A crib without the Baby Jesus (Photograph: Patrick Comerford)

Patrick Comerford

This is not my story. I came across it on a closed group on social media that I am not a member of and that I should not have access to. But it is such a good story I thought it was worth retelling. I have changed it slightly, when it comes to spelling, punctuation and grammar, and I have changed the location and some of the details to disguise the original storyteller. If it did not happen in Wexford, it happened in another Irish town, and it is worth retelling.

For years, I have hidden my secret.

The shame of it.

My mother always hoped that nobody would find out. She wouldn’t be able to show her face in public if anybody ever knew.

I didn’t see it as a big deal, but I promised never to tell anyone as it would embarrass her.

Well, here goes and I hope you can forgive me.

In 1969, I stole the Baby Jesus from the Friars’ Crib.

There was panic when it was noticed that the Baby Jesus was missing from the Crib.

Two friars knocked on all the doors in Davitt Road, while a third friar knocked at all the houses on Saint John’s Road and the streets and avenues off it, looking for the missing Baby Jesus.

I think something like that had happened around the time of his birth – men in uniforms knocking on doors, looking for him.

The Guards were sent for and two policemen and a Special Branch man came knocking on our door. They said: ‘Are you the boy who took the child?’

A woman down John Street had said she thought she saw a little blond-haired boy with a baby on the crossbar of his bike pedaling around Mannix Place and Menapia Avenue. So, the Guards knocked on the doors of all the kids with blond hair.

When they knocked at our house I was out on my new bike that I got from Santa. My mother told them I was out playing, that she would ask me when I got in, and she would let them know.

It was about 3.30 when I came in to go to the toilet.

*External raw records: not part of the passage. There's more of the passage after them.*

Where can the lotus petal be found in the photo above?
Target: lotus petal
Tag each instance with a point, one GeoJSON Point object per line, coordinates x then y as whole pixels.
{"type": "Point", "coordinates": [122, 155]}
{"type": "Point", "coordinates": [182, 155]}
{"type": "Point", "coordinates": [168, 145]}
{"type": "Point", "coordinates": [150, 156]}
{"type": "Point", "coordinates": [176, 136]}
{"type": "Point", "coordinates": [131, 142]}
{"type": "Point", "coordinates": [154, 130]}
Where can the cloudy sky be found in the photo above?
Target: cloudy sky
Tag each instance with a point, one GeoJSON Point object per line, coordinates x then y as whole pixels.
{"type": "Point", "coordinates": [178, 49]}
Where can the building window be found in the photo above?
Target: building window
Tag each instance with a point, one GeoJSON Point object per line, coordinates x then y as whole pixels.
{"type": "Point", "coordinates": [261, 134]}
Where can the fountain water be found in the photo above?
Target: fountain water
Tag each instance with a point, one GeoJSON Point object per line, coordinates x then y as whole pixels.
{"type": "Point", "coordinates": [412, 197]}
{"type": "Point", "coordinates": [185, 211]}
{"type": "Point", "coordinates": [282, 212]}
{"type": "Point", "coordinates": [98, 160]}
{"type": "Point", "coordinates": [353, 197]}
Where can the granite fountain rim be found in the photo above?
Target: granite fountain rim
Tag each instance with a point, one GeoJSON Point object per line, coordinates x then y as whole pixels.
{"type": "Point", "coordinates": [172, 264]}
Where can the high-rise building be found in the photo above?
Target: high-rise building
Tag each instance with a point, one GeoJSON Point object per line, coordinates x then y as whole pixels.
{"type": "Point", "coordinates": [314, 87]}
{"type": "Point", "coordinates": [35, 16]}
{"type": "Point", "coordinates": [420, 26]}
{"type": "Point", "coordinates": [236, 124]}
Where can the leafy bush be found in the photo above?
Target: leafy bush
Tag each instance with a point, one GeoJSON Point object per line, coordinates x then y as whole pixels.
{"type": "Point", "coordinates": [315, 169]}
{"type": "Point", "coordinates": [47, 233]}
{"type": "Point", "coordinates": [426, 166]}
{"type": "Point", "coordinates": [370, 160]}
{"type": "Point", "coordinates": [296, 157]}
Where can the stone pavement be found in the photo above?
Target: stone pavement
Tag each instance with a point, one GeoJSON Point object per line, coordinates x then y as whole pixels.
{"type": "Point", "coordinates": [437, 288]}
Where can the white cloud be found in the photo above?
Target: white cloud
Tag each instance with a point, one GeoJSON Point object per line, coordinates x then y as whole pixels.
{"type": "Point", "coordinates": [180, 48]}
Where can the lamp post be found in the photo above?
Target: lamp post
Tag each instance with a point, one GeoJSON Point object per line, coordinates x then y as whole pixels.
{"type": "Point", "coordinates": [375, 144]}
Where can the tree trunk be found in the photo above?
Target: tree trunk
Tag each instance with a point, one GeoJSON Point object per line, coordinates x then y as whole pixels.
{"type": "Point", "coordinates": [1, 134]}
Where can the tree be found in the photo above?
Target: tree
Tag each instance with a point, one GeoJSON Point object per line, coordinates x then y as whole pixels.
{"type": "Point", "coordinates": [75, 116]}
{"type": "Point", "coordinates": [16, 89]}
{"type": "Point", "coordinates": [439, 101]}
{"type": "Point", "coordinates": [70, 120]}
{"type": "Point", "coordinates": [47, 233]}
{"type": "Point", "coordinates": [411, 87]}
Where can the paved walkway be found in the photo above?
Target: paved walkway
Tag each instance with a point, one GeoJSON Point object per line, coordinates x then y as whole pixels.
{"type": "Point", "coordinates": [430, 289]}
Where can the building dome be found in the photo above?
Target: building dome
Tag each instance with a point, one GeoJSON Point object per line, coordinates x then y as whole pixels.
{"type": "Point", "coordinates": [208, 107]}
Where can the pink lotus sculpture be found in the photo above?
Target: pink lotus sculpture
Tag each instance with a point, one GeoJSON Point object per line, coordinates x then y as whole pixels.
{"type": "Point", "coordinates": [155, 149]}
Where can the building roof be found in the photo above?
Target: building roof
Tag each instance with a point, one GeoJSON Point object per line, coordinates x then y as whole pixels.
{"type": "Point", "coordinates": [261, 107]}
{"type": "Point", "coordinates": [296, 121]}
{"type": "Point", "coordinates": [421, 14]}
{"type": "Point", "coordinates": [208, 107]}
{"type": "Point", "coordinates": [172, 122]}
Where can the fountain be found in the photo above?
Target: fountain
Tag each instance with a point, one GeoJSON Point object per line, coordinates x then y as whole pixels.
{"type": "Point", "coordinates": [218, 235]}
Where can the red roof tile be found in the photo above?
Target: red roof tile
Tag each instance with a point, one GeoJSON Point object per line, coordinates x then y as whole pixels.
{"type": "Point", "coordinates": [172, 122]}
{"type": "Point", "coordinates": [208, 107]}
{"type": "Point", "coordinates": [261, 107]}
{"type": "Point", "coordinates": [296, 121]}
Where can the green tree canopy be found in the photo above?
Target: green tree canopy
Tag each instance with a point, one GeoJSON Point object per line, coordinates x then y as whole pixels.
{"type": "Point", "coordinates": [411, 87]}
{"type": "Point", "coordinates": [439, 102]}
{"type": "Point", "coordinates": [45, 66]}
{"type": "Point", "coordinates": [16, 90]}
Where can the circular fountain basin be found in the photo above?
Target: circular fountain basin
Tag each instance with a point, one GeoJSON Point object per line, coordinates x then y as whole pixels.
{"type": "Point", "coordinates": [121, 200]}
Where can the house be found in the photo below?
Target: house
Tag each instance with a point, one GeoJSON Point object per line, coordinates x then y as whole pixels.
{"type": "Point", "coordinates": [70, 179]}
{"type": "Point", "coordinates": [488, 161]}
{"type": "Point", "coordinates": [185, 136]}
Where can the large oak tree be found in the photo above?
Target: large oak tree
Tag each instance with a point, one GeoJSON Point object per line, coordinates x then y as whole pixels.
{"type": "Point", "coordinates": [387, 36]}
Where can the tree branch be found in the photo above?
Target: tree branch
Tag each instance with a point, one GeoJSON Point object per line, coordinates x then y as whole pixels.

I put my new bike in the sitting room so it would not get robbed. I was having a tinkle when I heard my mother scream.

I ran out of the toilet, wetting my leg, to see if she was alright. As I ran into the kitchen, I got the hardest ‘larrap’ of a wooden spoon any child ever survived.

‘What do you think you are up to?’ the Ma screamed at me.

‘What is the Baby Jesus doing on the crossbar of your bike? The priests and the police are looking everywhere for him. What sort of child are you, stealing the Baby Jesus from the crib?’

My mother was a very rational, logical cool-headed woman, not prone to over-exaggeration or embellishment. So, when she said I could go to jail for kidnapping the Baby Jesus from the Friary Crib I was really scared.

I said I was sorry.

‘Sorry isn’t good enough, you little brat. You stole the figure of the Baby Jesus.’

I was still crying from the slap of the wooden spoon while I tried to explain to my mother that I had been praying to God every night for nearly two months for a new bike for Christmas.

‘I told him I would be good and share it with my sisters. I even promised that if he gave me a new bike for Christmas that I would give the baby Jesus a go. So, when I went around to the Crib I remembered my promise and took the Baby Jesus from the crib and put him on the crossbar and brought him for a go on my bike.’

My Ma had to sneak the Baby Jesus back into the Crib without being noticed.

So, if you were one of the people who visited the Crib in the Friary on 5 January 1969 and didn’t get to see the Baby Jesus, I’m sorry.